The comments from all were happy and loving, as Colynda had established a great rapport with her Mexican family, but it was Eli, the dad, whose final words impacted me most profoundly. He said, “tell her thank you, because she washed our clothes.”
His comment threw me back to six months beforehand, when Colynda had first applied to come to Mexico. As base missionaries, it´s always hard to determine whether a volunteer is going to be a good fit for our ministries. Over the years, I have come up with a list of warning signals that indicate that a candidate may be in for failure, or if not – great difficulty. Colynda threw up several of these red flags: she had next to no international experience, and had never been on a missions trip before. She had no Spanish and was middle aged.

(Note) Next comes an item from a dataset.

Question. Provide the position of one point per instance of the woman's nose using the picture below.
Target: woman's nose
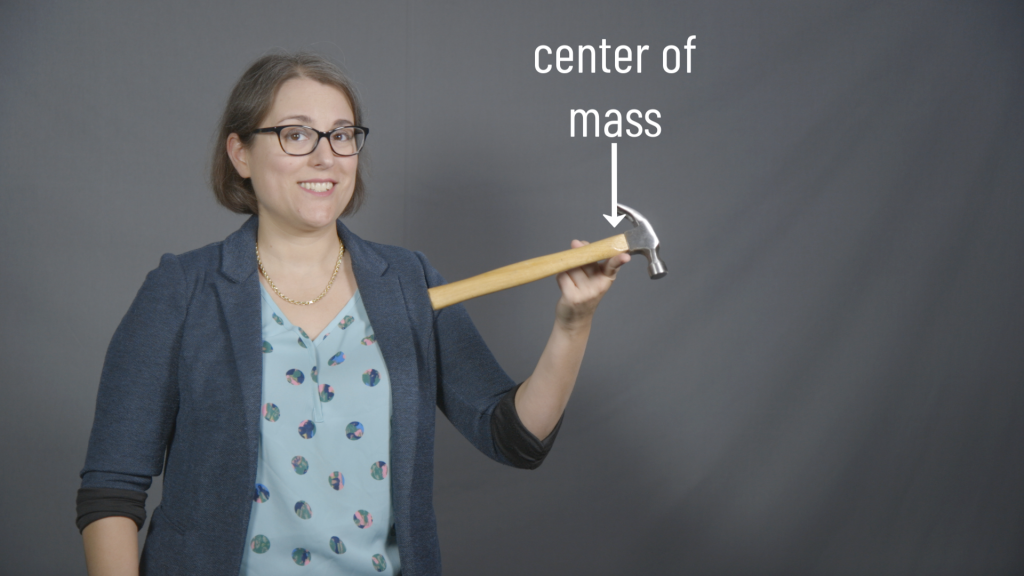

She was from northern Canada and was applying to come to the Gulf Coast of Mexico, in July, when the weather and humidity is almost unbearable, even to us residents.
I had called her and tried to dissuade her, but she was determined to try it. Swallowing my misgivings, I accepted her application, and the process for her arrival began.
From the moment we picked her up from the airport, we delighted in her capacity for amazement. She was awestruck at the amount of people crammed onto a city bus, at the edible cacti lining the highway on the way to the coast, at the delicious flavor of a mango, and on and on it went. She threw herself headlong into new experiences such as driving along the beach, or through the potholes and puddles, going to the town fair and riding a ferris wheel with her host family in the midst of a mass of humanity, and playing charades for weeks on end to make up for her lack of Spanish language. She won the kids´ hearts by playing Uno, and letting them play with a baby bird that she rescued. She kept of list of trivia where she jotted down all the things about Mexico that amazed her. Whenever a camp group left, and another one was about to arrive, she silently went up to the kitchen and made sure that everything was as it should be. More often than not, it took hours of work which none of us saw.
Now, at this goodbye lunch, Eli was referring to a day when he and his family had worked themselves to exhaustion cleaning bathrooms, getting rid of rubbish and setting the camp on its feet again before the next group of campers arrived. Colynda, having done her work in the kitchen, went by the washing machine and saw a mountain of accumulated clothes that her host family hadn’t had time to take care of. She saw the need, and ran the machine. When Eli and his family got back to their house, all of their clean laundry was out and hanging in the sun to dry. They came running over to her, hugging and thanking her.
Eli understood what Colynda didnt, that washing clothes in our culture is equivalent to Jesus washing His disciples feet in the first century. She had taken on the most humble of jobs and served those who were supposed to be doing the most menial work of camp life. By doing so, she became a servant of servants and found her way into the very depths of their hearts.